“Always and everywhere, what is valuable is rare or requires great effort to obtain; what is cheap is easily obtained with little effort.”
Adam Smith
The measurable value structure of a business and the unit of measurement for business size is money, and managing money is the second most important factor for an entrepreneur after the business idea. For this reason, the cash flow statement is one of the most important financial statements for businesses, published alongside the balance sheet and income statement. Cash flow, one of the most critical factors for a business’s survival and growth, is a mirror reflecting the company’s financial health.
What Is the Concept of Cash Flow?
Cash flow is the amount of cash entering and leaving a business/company. Businesses receive money as income from various sales and spend money on expenses. They can also generate income from interest, dividends, investments, royalties, and licensing agreements, and may sell products on credit (with deferred payment) hoping to receive the money later.
Evaluating the amount, timing, and uncertainty of cash flow, along with its sources and destinations, is one of the main objectives of financial reporting. Additionally, a cash flow statement is necessary to assess a company’s liquidity, flexibility, and overall financial performance.
Cash flow or cash flow projection estimates incoming and outgoing cash based on past business performance. Even if sales are strong, a business may face cash shortages. It is essential to collect sales on time and ensure sufficient cash reserves for expenses until payments are received. Moreover, having a contingency plan ready in any extraordinary situation is important for business continuity.
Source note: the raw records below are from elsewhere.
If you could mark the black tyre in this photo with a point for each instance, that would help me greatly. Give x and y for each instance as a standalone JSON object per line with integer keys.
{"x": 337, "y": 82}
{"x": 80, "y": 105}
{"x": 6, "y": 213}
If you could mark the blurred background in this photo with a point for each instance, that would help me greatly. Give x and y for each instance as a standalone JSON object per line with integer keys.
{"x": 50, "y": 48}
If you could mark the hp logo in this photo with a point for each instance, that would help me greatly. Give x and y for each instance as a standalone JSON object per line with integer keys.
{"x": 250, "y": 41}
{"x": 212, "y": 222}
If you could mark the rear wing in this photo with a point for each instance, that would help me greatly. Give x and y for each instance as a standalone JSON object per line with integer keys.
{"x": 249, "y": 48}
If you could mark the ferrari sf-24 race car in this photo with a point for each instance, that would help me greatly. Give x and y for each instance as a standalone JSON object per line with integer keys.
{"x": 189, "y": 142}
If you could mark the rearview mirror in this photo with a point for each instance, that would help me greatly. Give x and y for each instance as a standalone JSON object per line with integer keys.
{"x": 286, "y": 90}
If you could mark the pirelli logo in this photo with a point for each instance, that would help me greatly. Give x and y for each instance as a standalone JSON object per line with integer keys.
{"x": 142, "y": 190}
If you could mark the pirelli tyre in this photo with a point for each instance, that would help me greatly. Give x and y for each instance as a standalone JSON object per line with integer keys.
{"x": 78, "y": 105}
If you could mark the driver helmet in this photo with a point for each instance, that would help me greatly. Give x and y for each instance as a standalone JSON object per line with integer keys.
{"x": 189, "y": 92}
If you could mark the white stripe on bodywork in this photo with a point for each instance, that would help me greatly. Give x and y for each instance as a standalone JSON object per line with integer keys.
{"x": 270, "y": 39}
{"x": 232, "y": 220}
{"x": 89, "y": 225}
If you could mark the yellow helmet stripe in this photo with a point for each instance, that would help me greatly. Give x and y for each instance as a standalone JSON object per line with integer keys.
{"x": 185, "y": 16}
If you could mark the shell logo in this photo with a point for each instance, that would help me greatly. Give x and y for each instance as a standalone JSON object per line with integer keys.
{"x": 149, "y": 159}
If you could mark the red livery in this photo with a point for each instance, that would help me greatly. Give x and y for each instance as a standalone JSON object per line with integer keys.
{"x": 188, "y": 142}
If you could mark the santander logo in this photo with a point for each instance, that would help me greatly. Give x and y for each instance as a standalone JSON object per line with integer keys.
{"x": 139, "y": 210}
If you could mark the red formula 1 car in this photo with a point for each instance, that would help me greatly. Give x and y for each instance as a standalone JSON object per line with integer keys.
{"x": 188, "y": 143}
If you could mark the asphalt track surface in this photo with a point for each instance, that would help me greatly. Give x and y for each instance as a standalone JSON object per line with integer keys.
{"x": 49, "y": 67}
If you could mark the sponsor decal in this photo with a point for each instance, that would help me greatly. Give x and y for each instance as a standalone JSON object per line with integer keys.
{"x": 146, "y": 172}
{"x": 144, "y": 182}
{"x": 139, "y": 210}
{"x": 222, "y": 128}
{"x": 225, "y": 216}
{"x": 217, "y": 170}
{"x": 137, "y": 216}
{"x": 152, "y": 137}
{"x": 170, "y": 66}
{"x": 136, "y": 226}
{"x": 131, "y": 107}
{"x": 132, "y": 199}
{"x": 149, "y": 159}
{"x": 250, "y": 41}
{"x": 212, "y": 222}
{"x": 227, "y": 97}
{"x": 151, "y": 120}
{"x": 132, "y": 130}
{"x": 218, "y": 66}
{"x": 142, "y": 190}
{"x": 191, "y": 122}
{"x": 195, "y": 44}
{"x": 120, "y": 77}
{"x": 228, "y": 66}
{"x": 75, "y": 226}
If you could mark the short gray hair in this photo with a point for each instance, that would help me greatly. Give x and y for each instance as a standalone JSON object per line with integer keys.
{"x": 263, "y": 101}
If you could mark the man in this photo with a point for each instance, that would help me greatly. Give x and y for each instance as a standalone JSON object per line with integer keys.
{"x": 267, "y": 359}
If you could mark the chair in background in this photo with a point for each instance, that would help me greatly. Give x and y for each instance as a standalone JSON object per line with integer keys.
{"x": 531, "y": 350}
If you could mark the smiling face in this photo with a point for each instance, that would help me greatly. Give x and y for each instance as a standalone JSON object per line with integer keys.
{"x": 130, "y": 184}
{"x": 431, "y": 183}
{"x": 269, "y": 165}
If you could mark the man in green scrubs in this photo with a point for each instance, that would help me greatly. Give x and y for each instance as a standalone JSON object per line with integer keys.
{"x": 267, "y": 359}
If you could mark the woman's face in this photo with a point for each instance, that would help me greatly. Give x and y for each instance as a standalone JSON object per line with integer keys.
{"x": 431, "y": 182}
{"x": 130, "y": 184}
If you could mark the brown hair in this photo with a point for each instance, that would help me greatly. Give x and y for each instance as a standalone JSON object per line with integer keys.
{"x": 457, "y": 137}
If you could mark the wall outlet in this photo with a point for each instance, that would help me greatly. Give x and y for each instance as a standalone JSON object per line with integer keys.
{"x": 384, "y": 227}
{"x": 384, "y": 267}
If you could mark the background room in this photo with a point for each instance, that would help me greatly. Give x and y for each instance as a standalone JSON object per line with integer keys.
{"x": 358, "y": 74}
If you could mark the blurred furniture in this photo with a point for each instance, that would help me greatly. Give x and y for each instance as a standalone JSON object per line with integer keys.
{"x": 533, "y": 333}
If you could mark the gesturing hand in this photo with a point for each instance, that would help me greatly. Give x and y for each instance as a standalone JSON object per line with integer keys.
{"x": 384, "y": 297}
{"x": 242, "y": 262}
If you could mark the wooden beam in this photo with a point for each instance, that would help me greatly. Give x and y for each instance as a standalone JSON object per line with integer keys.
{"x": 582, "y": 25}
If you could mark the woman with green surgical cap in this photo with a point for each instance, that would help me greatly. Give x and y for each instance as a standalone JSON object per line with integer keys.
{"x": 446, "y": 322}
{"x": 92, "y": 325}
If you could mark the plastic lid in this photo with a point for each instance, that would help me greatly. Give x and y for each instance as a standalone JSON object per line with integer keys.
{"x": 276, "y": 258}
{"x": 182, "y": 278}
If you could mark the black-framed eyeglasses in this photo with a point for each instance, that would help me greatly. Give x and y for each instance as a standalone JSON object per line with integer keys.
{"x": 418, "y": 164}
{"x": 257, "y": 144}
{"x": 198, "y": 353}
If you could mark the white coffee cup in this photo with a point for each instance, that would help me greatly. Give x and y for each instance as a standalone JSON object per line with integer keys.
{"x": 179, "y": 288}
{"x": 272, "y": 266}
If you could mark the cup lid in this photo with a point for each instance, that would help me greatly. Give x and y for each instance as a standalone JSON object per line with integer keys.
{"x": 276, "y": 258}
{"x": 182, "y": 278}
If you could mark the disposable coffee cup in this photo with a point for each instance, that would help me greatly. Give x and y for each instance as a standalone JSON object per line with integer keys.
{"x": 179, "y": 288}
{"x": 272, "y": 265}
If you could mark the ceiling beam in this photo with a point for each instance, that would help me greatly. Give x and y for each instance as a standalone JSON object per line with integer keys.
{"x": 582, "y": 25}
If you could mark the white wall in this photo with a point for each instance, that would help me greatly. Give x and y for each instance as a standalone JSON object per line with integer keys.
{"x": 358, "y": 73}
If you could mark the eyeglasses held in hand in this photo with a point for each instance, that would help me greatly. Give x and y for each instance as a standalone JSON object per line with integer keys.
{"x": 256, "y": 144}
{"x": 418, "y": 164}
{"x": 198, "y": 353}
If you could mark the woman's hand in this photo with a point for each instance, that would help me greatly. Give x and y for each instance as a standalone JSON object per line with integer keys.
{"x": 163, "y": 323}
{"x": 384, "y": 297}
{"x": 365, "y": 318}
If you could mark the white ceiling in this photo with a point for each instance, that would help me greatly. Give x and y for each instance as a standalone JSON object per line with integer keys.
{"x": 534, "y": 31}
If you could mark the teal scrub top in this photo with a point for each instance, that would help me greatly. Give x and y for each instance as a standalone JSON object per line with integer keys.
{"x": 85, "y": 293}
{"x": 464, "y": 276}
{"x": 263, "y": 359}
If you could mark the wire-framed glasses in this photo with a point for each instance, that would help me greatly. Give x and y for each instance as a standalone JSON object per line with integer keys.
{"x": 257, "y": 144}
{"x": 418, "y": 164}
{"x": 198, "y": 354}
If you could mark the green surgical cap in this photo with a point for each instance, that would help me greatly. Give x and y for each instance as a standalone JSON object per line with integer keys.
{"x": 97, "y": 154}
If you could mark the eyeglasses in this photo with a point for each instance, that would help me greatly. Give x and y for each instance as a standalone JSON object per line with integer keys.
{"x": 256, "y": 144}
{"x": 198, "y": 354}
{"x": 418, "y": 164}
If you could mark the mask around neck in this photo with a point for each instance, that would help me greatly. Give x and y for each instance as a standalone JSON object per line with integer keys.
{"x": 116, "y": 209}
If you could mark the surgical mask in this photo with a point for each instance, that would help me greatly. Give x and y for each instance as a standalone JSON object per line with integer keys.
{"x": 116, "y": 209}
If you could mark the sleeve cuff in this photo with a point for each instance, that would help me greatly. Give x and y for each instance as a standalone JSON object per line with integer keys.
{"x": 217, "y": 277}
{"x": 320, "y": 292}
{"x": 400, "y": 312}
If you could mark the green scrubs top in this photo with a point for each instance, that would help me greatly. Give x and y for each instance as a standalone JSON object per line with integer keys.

In cash flow forecasting, instead of ignoring credit sales, accounts payable, and accrued expenses, the focus is on actual expected revenue and actual expenses to be paid during a certain period. Past cash flow statements can also be used to forecast expenses for the projected period.
From a financial statements perspective, profitable companies can still run out of cash if they do not manage both profits and cash. For example, certain expenses not reflected in the income statement, such as inventory costs, debt repayments, and new equipment or asset purchases, reduce cash but do not reduce profitability. Therefore, a business may appear profitable while spending money. Likewise, payments from domestic and international sales recorded as income may not be collected immediately. They do not appear in the bank account until the customer pays. Therefore, cash flow forecasting is very important. This forecast helps predict how much money will be in the bank at the end of each month, regardless of how profitable the business is.
Why Is Cash Flow Important? Cash flow affects not only liquidity but also a company’s growth potential, investment decisions, and debt management.
There are several methods for cash flow forecasting, such as the Direct Method and the Indirect Method. These involve creating a cash flow statement for businesses with additional information and commentary based on historical financial statements. As S. Can Karaşıklı states in his book “Find Me a Good Financial Officer”, “Cash is King,” and unlike other financial statements, cash flow statements are dynamic.
What drives companies to halt operations and enter bankruptcy is the inability to pay debts due to disruptions in cash flows. Three fundamental points are critical for business liquidity:
· Management of Operational Working Capital
· Tracking Current Cash Flow
· Establishing Funding Options in Advance to Finance Any Cash Shortfalls
While weekly cash flow statements are recommended for current cash flow, preparing daily cash flow can be more useful for tracking real payments and receipts.
At its simplest, the table should be prepared at the beginning of the month with cash inflows listed at the top, cash outflows at the bottom, and banks holding the cash at the very bottom. Based on the previous month’s cash flows, estimated income and expense items can be included in the table, and a projected budget can be incorporated for ease of use.
The most important point when preparing a forward-looking cash flow statement is to anticipate that planned cash outflows may occur on time, while planned cash inflows may not.
In conclusion, regularly monitoring your cash flow statement at both individual and corporate levels will ensure that your financial management is built on a strong foundation and will guarantee the long-term success of your business.